Among his film credits are the incidental music for "All the President's Men," "Norma Rae" (which won him an Oscar for "It Goes Like It Goes"), "The conversation" and "Saturday Night Fever."
"I spend half my time here in New York and half my time in Los Angeles," he says. "Every other month I'm here or there. All the television movies and (theatrical) movies are produced in Los Angeles and done there. All the theatrical writing is done in New York. It tends to shake down that all my income comes from the West Coast -- it's like my Rockefeller grant for the theatrical stuff.
"Writing for the theater is like doing foreground music as opposed to background music, which is what I do for television and films. A healthy mix is to do both. Often movie and TV scoring calls on different muscles, and in some cases calls for more. It's more adventuresome, composing in terms of dissonance and electronics. The movie and TV end tends to be faster deadlines, while for the theater you do it when you're ready.

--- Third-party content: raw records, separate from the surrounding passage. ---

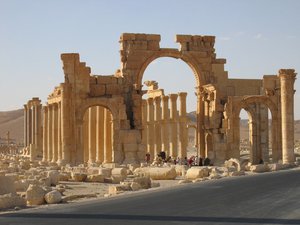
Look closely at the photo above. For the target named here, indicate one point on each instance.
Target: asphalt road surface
(269, 198)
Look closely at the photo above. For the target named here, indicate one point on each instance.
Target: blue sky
(256, 37)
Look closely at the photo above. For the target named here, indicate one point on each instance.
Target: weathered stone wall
(219, 102)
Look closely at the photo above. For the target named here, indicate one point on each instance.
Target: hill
(12, 121)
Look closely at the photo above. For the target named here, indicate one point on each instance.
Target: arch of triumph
(103, 119)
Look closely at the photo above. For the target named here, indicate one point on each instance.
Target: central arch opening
(97, 135)
(169, 108)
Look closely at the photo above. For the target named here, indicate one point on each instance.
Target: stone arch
(172, 53)
(113, 107)
(276, 129)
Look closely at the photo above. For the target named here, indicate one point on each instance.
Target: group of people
(192, 161)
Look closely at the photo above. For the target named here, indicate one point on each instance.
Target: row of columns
(98, 135)
(287, 79)
(52, 138)
(33, 127)
(165, 127)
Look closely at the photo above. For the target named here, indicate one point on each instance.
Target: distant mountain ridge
(13, 121)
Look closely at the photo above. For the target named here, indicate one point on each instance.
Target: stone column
(66, 137)
(59, 149)
(54, 133)
(86, 137)
(29, 123)
(173, 125)
(45, 134)
(37, 123)
(157, 125)
(49, 148)
(165, 124)
(92, 135)
(287, 79)
(200, 123)
(25, 126)
(100, 135)
(144, 122)
(183, 132)
(107, 137)
(150, 128)
(33, 122)
(39, 129)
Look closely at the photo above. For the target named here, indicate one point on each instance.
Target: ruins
(104, 119)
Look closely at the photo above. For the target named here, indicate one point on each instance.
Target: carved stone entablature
(269, 92)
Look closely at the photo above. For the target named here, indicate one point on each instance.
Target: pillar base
(61, 162)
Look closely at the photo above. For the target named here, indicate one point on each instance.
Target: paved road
(269, 198)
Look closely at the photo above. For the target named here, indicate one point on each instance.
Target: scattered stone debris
(33, 183)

"Occasionally a movie or television will demand something different from your natural bent. For 'Brewster Place,' I was surprised they asked me. The cast was all black and Oprah Winfrey was the producer. I felt it would go to Quincy Jones or Herbie Hancock, but they felt I could contribute something to it emotionally.
"To do it, I did research in gospel music and wrote a gospel score. It was most worthy in terms of personal growth because it took me places I wouldn't ordinarily go. For 'Monkeyshines,' the George Romero horror picture, the cues used ethnic percussion and electronics and that drew on muscles I can't flex in theater."
He's finding a different sort of challenge in one of his current projects, writing a score for an adaptation of Joseph Heller's novel "God Knows," with Joseph Stein, who wrote the book for the musical "Fiddler on the Roof," and lyricist Barry Harman, who did "Romance, Romance" on Broadway last year.
"It's biblically based," Shire proposes, "but it's 19th century based, so it wouldn't get as dissonant as if it was modern. On the other hand, it isn't easy writing something fresh in those styles and telling it in a contemporary tone of voice. It's very post-modern, isn't it, taking old styles, making a comment on them and refreshing them.
"For me, the work is sitting at the piano and wearing out your jeans, sitting there until the ideas come. Usually I walk around and think of general approaches, but the real work starts when I sit at the piano and improvise on a piece of music I'm trying to write.
"For 'My Name Is Steven,' I needed a simple childlike pop melody. In two weeks, I made maybe 15 attempts at it. I played through them all, winnowed them down to two or three and then one started coming around."
Shire admits to being something of a workaholic. A vacation is a rarity for him, though last summer his wife -- actress Dee Dee Kahn, currently appearing in public television's "Shining Times Station" and best-known for her part in the television series "Benson" -- persuaded him to take some time off. He traveled to Israel with his 13-year-old son, Matthew (who was the original inspiration for "Baby"), and then simply relaxed in Maine.
"It scared me how much I loved it," he remarks, "but when I started writing again last fall it was easier. You have to take a break every now and then. This business is very demanding and you get used up very fast."
To simply lean back and get away from music goes against his nature, however. Consider his father, 79-year-old Buffalo bandleader Irving Shire.
"He refuses to say he's retired," Shire says. "He's still got a job booked for next month."